Stocks rose Wednesday after the Federal Reserve delivered one other widely expected three-quarter point rate of interest hike and hinted at a possible shift in its tightening pace.
Stocks pared back earlier losses and gained following the afternoon Fed statement. The Dow Jones Industrial Average surged 300 points, or 0.9%. The S&P 500 and Nasdaq Composite last traded 0.5% and 0.7% higher, respectively.
The Fed implemented one other widely expected 0.75 percentage point rate increase, its fourth hike in a row of that caliber, because it battles high inflation and signaled a possible shift in its policy stance.

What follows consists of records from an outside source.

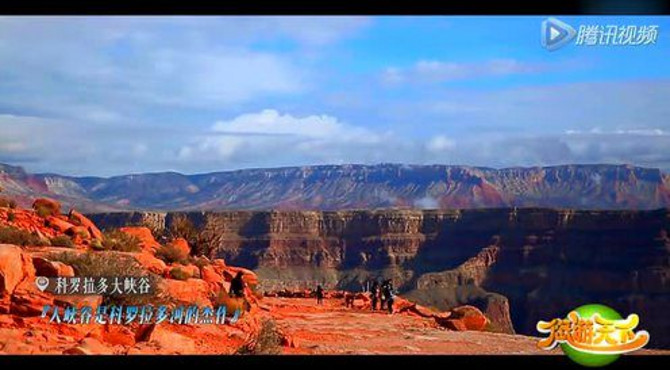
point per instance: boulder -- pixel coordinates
(78, 233)
(170, 342)
(49, 204)
(12, 270)
(182, 245)
(45, 267)
(58, 224)
(88, 346)
(219, 264)
(78, 301)
(150, 263)
(248, 276)
(27, 301)
(191, 270)
(81, 220)
(209, 274)
(147, 241)
(423, 311)
(453, 324)
(470, 316)
(117, 335)
(191, 291)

But more importantly, the brand new statement hinted at a possible policy change, saying the Fed “will consider the cumulative tightening of monetary policy, the lags with which monetary policy affects economic activity and inflation, and economic and financial developments.”
“The initial response is investors were in search of some acknowledgment there’s two-way risk … they a minimum of opened the door for that,” said Keith Lerner, Truist’s chief market strategist. “That is why the market is rallying. They’ve done these super-sized rate hikes. That works with a lag. The market wants the Fed to maneuver away from that myopic give attention to inflation. They did that.”
Investors are also waiting for comments from Fed Chair Jerome Powell’s press conference kicking off at 2:30 p.m. for further clarity as as to if the central bank is prepared to slow the pace of its rate-hiking plan come December
Comments from the Fed and Chair Jerome Powell will play a key role in deciphering where stocks go within the months ahead and whether markets kick off a fresh bull run.
“Continuation of the year-end rally is contingent on the Fed delivering on the pivot narrative,” wrote Barclays’ Emmanuel Cau in a note to clients Wednesday. “Peak hawkishness may fuel more FOMO, but shouldn’t be confused with dovishness, as CBs proceed to walk a advantageous line. Rate cuts have been a precondition for equities to begin a recent bull market prior to now – we’re not there yet.”
The central bank’s decision comes after the discharge of strong jobs data, with better-than-expected private payrolls data for October painting a resilient labor market. The JOLTS report Tuesday also conveyed a decent jobs market despite the Fed’s aggressive tightening clip.
In other economic news, mortgage application data for last week got here in flat despite a slight tick lower in rates.
Earnings continued with strong results from CVS Health. Advanced Micro Devices rose despite a top and bottom line miss, and Boeing shares gained on strong money flow comments.